Metadata-Version: 2.4
Name: dsl_geral
Version: 1.0.0
Summary: A general purpose module with utility functions for data processing
Author: Alexandre Araújo Costa
Author-email: alexandre.araujo.costa@gmail.com
License: MIT
Classifier: Development Status :: 3 - Alpha
Classifier: Intended Audience :: Developers
Classifier: License :: OSI Approved :: MIT License
Classifier: Programming Language :: Python :: 3
Requires-Python: >=3.6
Description-Content-Type: text/markdown
License-File: LICENSE
Requires-Dist: requests>=2.25.1
Requires-Dist: selenium>=4.0.0
Dynamic: author
Dynamic: author-email
Dynamic: classifier
Dynamic: description
Dynamic: description-content-type
Dynamic: license
Dynamic: license-file
Dynamic: requires-dist
Dynamic: requires-python
Dynamic: summary

# DSL Geral

A general purpose Python module with utilities for data processing and web scraping.
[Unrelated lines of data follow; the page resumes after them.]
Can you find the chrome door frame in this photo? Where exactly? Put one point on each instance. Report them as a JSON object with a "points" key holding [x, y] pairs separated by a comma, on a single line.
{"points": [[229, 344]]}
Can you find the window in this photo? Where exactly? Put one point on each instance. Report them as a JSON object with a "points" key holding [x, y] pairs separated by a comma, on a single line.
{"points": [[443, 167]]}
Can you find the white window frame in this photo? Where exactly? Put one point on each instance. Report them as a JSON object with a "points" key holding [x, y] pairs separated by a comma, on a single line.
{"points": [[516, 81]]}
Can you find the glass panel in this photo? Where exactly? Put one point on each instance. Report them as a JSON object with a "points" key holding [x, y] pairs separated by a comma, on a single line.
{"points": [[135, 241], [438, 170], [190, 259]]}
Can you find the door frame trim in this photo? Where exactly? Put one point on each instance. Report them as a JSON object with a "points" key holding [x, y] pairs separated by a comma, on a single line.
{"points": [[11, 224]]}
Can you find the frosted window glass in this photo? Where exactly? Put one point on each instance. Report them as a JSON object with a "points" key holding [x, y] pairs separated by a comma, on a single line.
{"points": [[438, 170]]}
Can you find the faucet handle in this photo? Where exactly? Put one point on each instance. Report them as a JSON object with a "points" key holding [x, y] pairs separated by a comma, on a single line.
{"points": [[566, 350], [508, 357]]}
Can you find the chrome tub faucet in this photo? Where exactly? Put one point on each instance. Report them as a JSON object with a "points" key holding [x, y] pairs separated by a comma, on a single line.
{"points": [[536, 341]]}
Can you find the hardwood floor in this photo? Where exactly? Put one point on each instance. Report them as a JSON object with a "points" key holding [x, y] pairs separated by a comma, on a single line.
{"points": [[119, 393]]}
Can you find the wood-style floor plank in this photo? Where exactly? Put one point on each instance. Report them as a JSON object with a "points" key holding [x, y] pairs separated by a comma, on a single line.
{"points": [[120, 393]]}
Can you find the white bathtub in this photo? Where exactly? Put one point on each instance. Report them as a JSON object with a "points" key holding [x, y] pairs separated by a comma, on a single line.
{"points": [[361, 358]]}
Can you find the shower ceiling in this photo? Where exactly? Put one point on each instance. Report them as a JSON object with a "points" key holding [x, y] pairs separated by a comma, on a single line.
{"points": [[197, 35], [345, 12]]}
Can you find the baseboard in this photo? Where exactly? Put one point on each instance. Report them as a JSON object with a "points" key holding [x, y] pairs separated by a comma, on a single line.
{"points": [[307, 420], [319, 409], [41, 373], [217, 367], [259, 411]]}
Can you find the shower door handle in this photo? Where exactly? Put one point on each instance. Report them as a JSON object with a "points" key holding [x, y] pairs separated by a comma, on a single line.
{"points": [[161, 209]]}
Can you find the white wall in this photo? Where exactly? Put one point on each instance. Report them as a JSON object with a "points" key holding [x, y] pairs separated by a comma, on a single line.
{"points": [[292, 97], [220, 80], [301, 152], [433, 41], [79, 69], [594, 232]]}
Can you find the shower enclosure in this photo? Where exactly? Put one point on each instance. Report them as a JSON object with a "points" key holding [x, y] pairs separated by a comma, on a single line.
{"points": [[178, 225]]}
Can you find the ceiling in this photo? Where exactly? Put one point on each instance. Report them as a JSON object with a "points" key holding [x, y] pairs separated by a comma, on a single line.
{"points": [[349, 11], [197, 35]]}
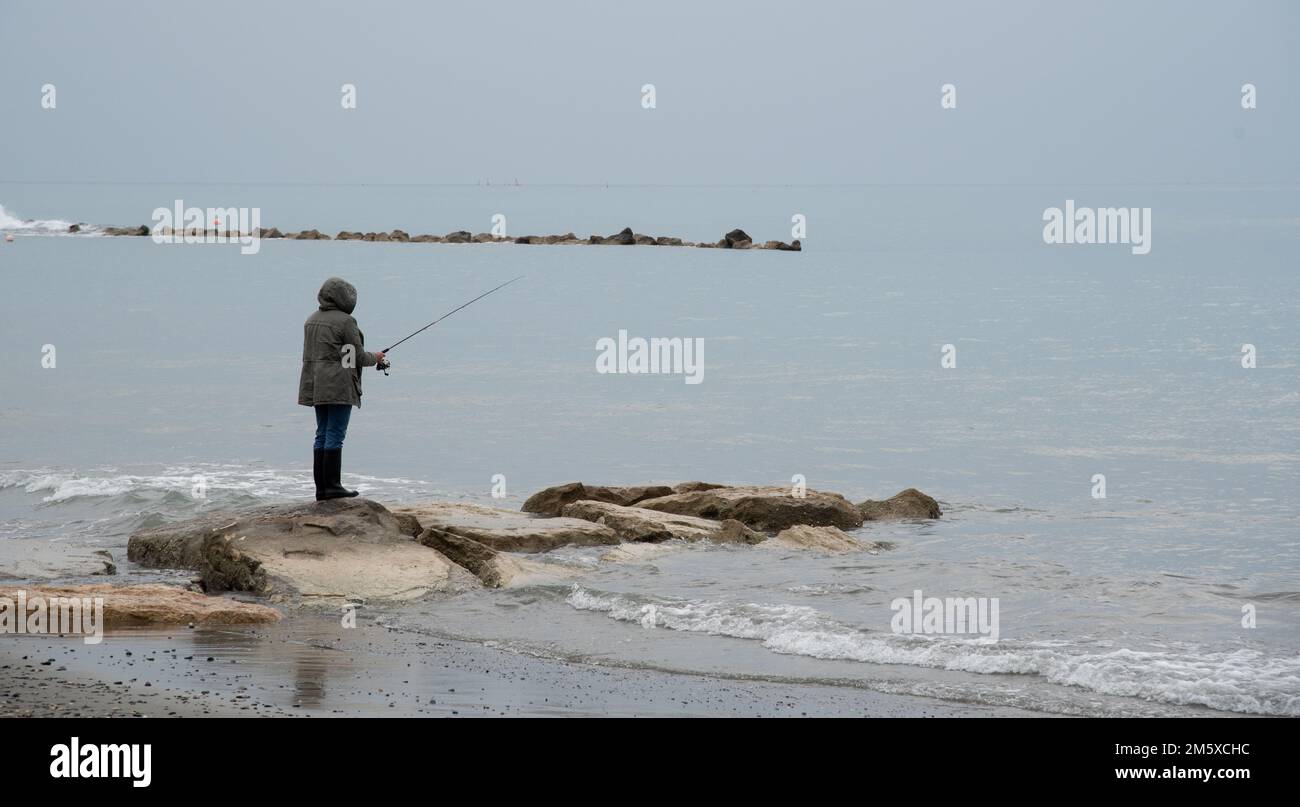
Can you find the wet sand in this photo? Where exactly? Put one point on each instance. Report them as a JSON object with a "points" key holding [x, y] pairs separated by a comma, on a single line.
{"points": [[308, 666]]}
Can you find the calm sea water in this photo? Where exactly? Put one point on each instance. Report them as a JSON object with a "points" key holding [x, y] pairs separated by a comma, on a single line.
{"points": [[1071, 361]]}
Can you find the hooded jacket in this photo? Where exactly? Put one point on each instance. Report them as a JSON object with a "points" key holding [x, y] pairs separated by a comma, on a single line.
{"points": [[333, 350]]}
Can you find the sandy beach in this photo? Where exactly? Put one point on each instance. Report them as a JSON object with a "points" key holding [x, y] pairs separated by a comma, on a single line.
{"points": [[308, 667]]}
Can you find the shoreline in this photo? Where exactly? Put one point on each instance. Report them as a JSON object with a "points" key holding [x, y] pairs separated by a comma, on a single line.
{"points": [[307, 666]]}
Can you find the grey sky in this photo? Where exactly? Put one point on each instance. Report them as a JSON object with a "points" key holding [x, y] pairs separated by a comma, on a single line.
{"points": [[767, 92]]}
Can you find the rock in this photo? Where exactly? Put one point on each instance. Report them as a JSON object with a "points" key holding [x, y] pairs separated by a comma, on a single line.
{"points": [[155, 604], [551, 500], [693, 486], [624, 237], [736, 239], [319, 551], [905, 504], [762, 508], [494, 569], [56, 560], [638, 524], [507, 530], [823, 538]]}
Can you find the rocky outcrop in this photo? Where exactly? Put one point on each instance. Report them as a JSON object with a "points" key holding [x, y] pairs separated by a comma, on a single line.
{"points": [[624, 237], [638, 524], [736, 239], [505, 530], [154, 604], [693, 486], [342, 550], [905, 504], [493, 568], [762, 508], [823, 539], [551, 500]]}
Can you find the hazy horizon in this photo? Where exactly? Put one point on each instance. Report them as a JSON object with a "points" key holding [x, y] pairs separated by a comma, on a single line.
{"points": [[767, 94]]}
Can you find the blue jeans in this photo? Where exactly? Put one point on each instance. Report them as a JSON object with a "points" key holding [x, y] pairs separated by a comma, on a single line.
{"points": [[332, 425]]}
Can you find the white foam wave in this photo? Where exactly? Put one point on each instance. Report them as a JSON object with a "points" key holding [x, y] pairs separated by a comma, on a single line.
{"points": [[38, 226], [1236, 681], [215, 480]]}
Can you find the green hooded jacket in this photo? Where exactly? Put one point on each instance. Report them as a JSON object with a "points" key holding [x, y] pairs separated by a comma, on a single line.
{"points": [[333, 350]]}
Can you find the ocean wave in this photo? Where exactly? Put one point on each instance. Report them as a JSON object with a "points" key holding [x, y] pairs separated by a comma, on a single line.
{"points": [[39, 226], [1238, 681]]}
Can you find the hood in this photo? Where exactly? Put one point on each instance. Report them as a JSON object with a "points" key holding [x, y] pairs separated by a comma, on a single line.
{"points": [[337, 294]]}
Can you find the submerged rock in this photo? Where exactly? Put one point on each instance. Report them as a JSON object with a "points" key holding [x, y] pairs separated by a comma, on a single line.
{"points": [[495, 569], [905, 504], [503, 529], [638, 524], [342, 550], [624, 237], [551, 500], [155, 604], [736, 239], [762, 508], [824, 539]]}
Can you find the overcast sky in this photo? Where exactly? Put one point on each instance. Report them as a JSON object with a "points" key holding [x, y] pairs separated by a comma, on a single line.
{"points": [[550, 92]]}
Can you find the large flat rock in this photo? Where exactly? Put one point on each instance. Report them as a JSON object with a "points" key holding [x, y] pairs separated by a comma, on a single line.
{"points": [[638, 524], [343, 550], [495, 569], [551, 500], [152, 604], [505, 530], [762, 508]]}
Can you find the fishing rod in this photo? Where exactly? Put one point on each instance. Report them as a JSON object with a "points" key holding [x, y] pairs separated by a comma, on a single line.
{"points": [[384, 365]]}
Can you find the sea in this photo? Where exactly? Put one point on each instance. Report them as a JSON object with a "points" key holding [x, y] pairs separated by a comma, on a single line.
{"points": [[1114, 437]]}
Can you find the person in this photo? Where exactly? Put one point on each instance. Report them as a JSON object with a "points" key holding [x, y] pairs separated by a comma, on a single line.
{"points": [[333, 358]]}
![PyPI](https://img.shields.io/pypi/v/dsl_geral)
![License](https://img.shields.io/pypi/l/dsl_geral)

## Installation

```bash
pip install dsl_geral
```

## Main Features

- Web scraping utilities with CAPTCHA handling (get, get3, get_contents, get_json, get_response)
- Text cleaning and normalization functions (clean, clean_text, clean_for_csv, deep_clean, remove_accents)
- Text extraction utilities (clext, ext, extract, trim)
- Selenium WebDriver integration (webdriver_get, webdriver_get_page, waitForLoad, xpath_* functions)

## Usage Examples

### Basic Web Scraping
```python
from dsl_geral import get

html = get("https://example.com")
print(html)
```

### Text Extraction  
```python
from dsl_geral import clext

text = "Some text [START]extract this[END] more text"
extracted = clext(text, "[START]", "[END]") 
print(extracted)  # "extract this"
```

### Date Conversion
```python  
from dsl_geral import date

formatted = date("31/12/2023")
print(formatted)  # "2023-12-31"
```

### Text Cleaning
```python
from dsl_geral import clean, remove_accents

text = "  Some   messy  text with accents: áéíóú  "
cleaned = clean(text)  # "Some messy text with accents: áéíóú"
no_accents = remove_accents(cleaned)  # "Some messy text with accents: aeiou"
```

## Full Function Documentation

### Web Scraping
- `get(url)`: Fetch HTML with CAPTCHA handling
- `get3(url)`: Fetch raw response with CAPTCHA handling
- `get_contents(url)`: Fetch response contents
- `get_json(url)`: Fetch JSON data
- `get_response(url)`: Fetch full response object
- `webdriver_get(url)`: Fetch page using Selenium
- `webdriver_get_page(url)`: Get page source using Selenium
- `waitForLoad(xpath)`: Wait for element to load (Selenium)
- `xpath_*` functions: Interact with page elements (Selenium)

### Text Processing
- `clean(text)`: Normalize whitespace and clean text
- `clean_text(text)`: Alternative cleaning function
- `clean_for_csv(text)`: Clean text for CSV output
- `deep_clean(text)`: Deep clean including HTML entities
- `remove_accents(text)`: Remove accents and special chars
- `clext(text, start, end)`: Clean and extract text between delimiters
- `ext(text, start, end)`: Extract text between delimiters
- `extract(text, start, end)`: Alternative extraction function
- `trim(text, start, end)`: Trim text between markers

## License

MIT - See [LICENSE](LICENSE) for details.